Ce sont majoritairement des hommes (68 %), de moins de 34 ans (87 %) ayant effectué un passage dans l’enseignement supérieur (75%). Ils gagnent en majorité entre 96 et 126 euros par mois, avec des écarts de salaires significatifs, jusqu’à 8 à 10 fois plus élevés pour les postes de supervision d’équipe, également occupés par des travailleurs malgaches. Ces travailleurs se situent à l’extrémité d’une longue chaîne d’externalisation, ce qui explique en partie la faiblesse des salaires de ces travailleurs qualifiés, même au regard du contexte malgache. En effet, le business de l’IA implique de nombreux acteurs : les GAFAM qui proposent les services d’hébergement de données et de puissance de calcul, les entreprises françaises qui vendent des modèles d’IA et les entreprises malgaches qui proposent des services d’annotations de données – chaque intermédiaire captant une partie de la valeur produite. En plus du coût du travail, l’industrie de l’externalisation profite de travailleurs bien formés : la plupart sont allés à l’université et parlent couramment le français, appris à l’école, par Internet et à travers le réseau des Alliances françaises.  

Les entreprises de notation malgaches sont très dépendantes de leurs clients français – qui gèrent cette force de travail externalisée de manière quasi directe, avec des postes de management intermédiaire dédiés au sein des start-up parisiennes. L’occupation de ces postes par des étrangers, soit employés par les entreprises clientes en France, soit par des expatriés sur place, représente un frein important aux possibilités d’évolution de carrière offertes aux travailleurs de la donnée, qui restent bloqués dans les échelons inférieurs de la chaîne de valeur. Par ailleurs, la majorité des entreprises malgaches proposant des services numériques est tenue par des Français. En plus de ces entreprises formelles, le secteur s’est développé autour d’un mécanisme de « sous-traitance en cascade », avec, à la fin de la chaîne des entreprises et entrepreneurs individuels informels, moins bien traités que dans les entreprises formelles, et mobilisés en cas de manque de main-d’œuvre par les entreprises du secteur. 

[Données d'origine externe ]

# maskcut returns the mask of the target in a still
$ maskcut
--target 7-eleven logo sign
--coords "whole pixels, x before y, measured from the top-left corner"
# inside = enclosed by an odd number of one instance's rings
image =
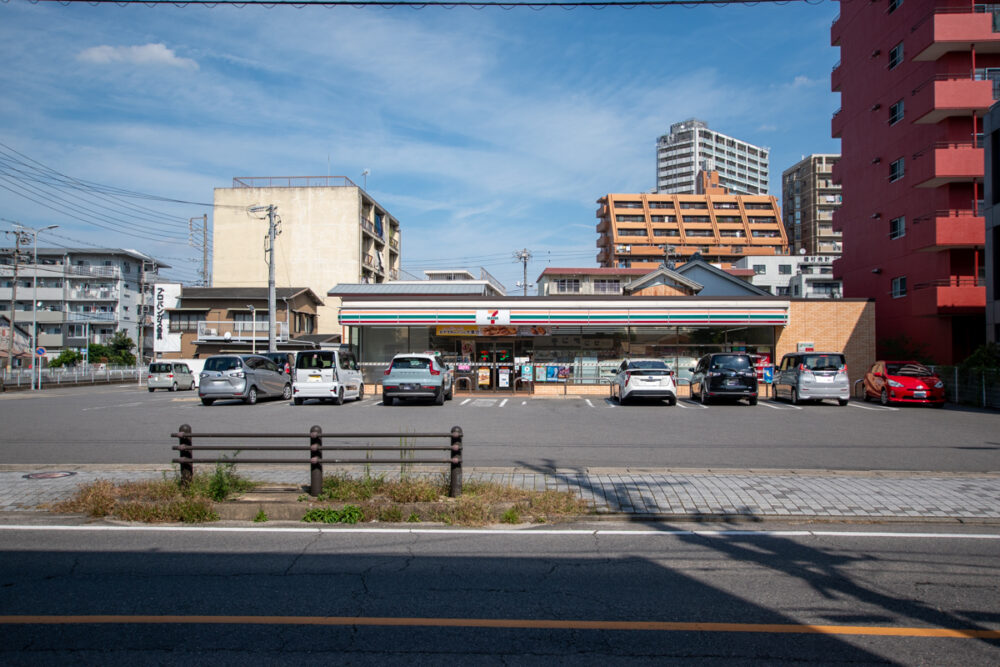
[[[476,324],[510,324],[510,310],[506,308],[487,308],[476,311]]]

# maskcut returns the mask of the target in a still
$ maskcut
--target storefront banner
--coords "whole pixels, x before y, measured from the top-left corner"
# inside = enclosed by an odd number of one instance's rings
[[[480,387],[490,386],[490,369],[487,367],[482,367],[479,369],[479,386]]]
[[[535,382],[545,382],[545,366],[535,366]]]
[[[510,309],[509,308],[487,308],[485,310],[476,311],[476,324],[483,325],[496,325],[496,324],[510,324]]]
[[[447,324],[434,328],[438,336],[547,336],[548,327],[487,326],[474,327],[467,324]]]
[[[170,332],[170,308],[177,308],[180,301],[180,283],[156,283],[153,285],[153,352],[181,351],[180,332]]]

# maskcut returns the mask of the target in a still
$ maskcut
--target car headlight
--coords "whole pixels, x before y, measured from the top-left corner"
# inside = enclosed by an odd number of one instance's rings
[[[900,389],[900,388],[902,388],[903,383],[902,382],[896,382],[895,380],[889,380],[889,386],[890,387],[895,387],[896,389]]]
[[[934,388],[935,389],[940,389],[943,386],[944,386],[944,382],[941,382],[941,380],[938,380],[937,382],[934,383]]]

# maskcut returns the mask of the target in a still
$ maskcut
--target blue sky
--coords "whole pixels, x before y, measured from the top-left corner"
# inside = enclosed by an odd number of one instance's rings
[[[531,281],[596,266],[595,200],[655,186],[671,123],[698,117],[770,147],[778,196],[783,169],[839,152],[837,11],[10,0],[0,142],[76,178],[195,203],[141,201],[162,234],[113,233],[4,189],[31,184],[0,162],[0,218],[58,224],[40,245],[137,248],[194,280],[187,221],[211,216],[197,202],[213,188],[328,173],[361,184],[368,169],[368,191],[400,220],[405,270],[484,266],[514,291],[521,248]]]

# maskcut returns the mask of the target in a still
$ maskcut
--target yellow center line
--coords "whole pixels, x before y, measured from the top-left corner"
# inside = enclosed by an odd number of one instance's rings
[[[385,627],[505,628],[524,630],[644,630],[653,632],[747,632],[797,635],[868,635],[878,637],[934,637],[1000,639],[1000,630],[913,628],[873,625],[810,625],[794,623],[699,623],[678,621],[584,621],[505,618],[393,618],[364,616],[125,616],[125,615],[8,615],[0,625],[72,624],[218,624],[218,625],[327,625]]]

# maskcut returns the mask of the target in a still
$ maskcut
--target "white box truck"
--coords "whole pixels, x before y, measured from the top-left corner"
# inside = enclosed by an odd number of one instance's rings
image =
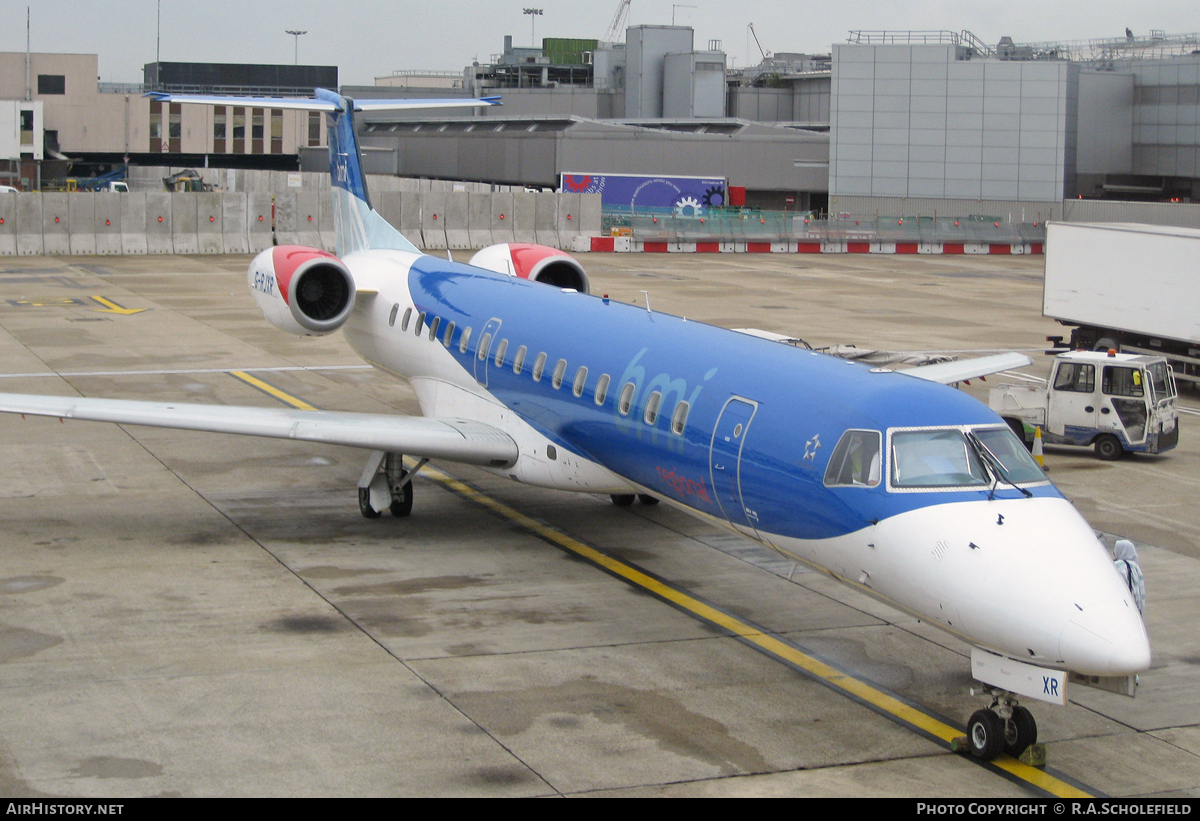
[[[1200,230],[1050,223],[1042,313],[1072,349],[1162,356],[1200,388]]]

Ainsi, le développement de l’IA ne signifie pas la fin du travail due à l’automation mais plutôt son déplacement dans les pays en voie de développement. « Il nous semble nécessaire de mieux prendre en compte le travail humain indispensable à l’entraînement des modèles », concluent les deux chercheurs. « Rendre visible l’implication de ces travailleurs c’est questionner des chaînes de production mondialisées, bien connues dans l’industrie manufacturière, mais qui existent aussi dans le secteur du numérique. […] C’est aussi rendre visible les conséquences de leur travail sur les modèles. Une partie des biais algorithmiques résident en effet dans le travail des données, pourtant encore largement invisibilisé par les entreprises. Une IA réellement éthique doit donc passer par une éthique du travail de l’IA ».